Guilty Pleasure
October 8, 2010
Bacon remains a staple in non-commercial kitchens, in ever more
creative ways. Bacon is a popular, if guilty, delight for many, and chefs continue to find creative ways to inject the smoky rich flavor of salt-cured pork belly into their menus.
Lisa Kurth, executive chef and general manager for Bon Appétit at TBWA/CHIAT/DAY in Los Angeles, recognizes the demand for bacon on today’s menus.
“We make our own barbecue sauce with bacon,” Kurth says. “We make a bacon-wrapped shrimp dish where we butterfly the shrimp and add cream cheese and jalapeño, then wrap it with turkey bacon. We also make a basket weave with bacon strips on a bake pan. We roll up sausage and add barbecue sauce. For another dish, we roll up shredded barbecued chicken with collard greens or mashed sweet potatoes, like a Southern style. We call it a bacon rollover. It comes out like a loaf and you cut it in slices. We also add crispy bacon bits to our ranch dressing to make crispy bacon ranch dressing.”
Sugary sweet meat: “We think that bacon is the candy of the meat world,” says Dave McHugh, executive chef at San Diego State University in California. “There’s bacon ice cream, bacon chocolate chip cookies.
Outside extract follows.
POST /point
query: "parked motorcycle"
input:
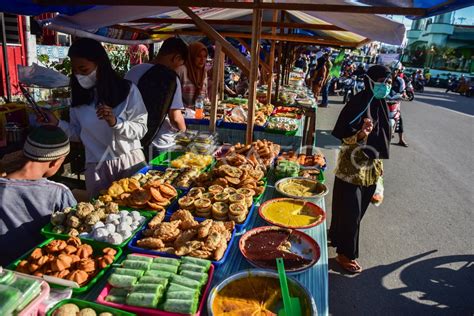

We make a bacon maple cinnamon glaze that goes on biscuits.”
“Customers think it’s weird, but after they taste it they love it,” he says. “We also take a Marcona almond, which is similar to a maca-
damia nut, and stuff it into a majewel date wrapped in blanched bacon. We cook it slow over low heat to almost rehydrate the date.”
Shawn Dolan, executive chef at the University of North Carolina Hospitals in Chapel Hill, says his department uses bacon liberally, even though “we need to keep an eye on calories, fat and salt.”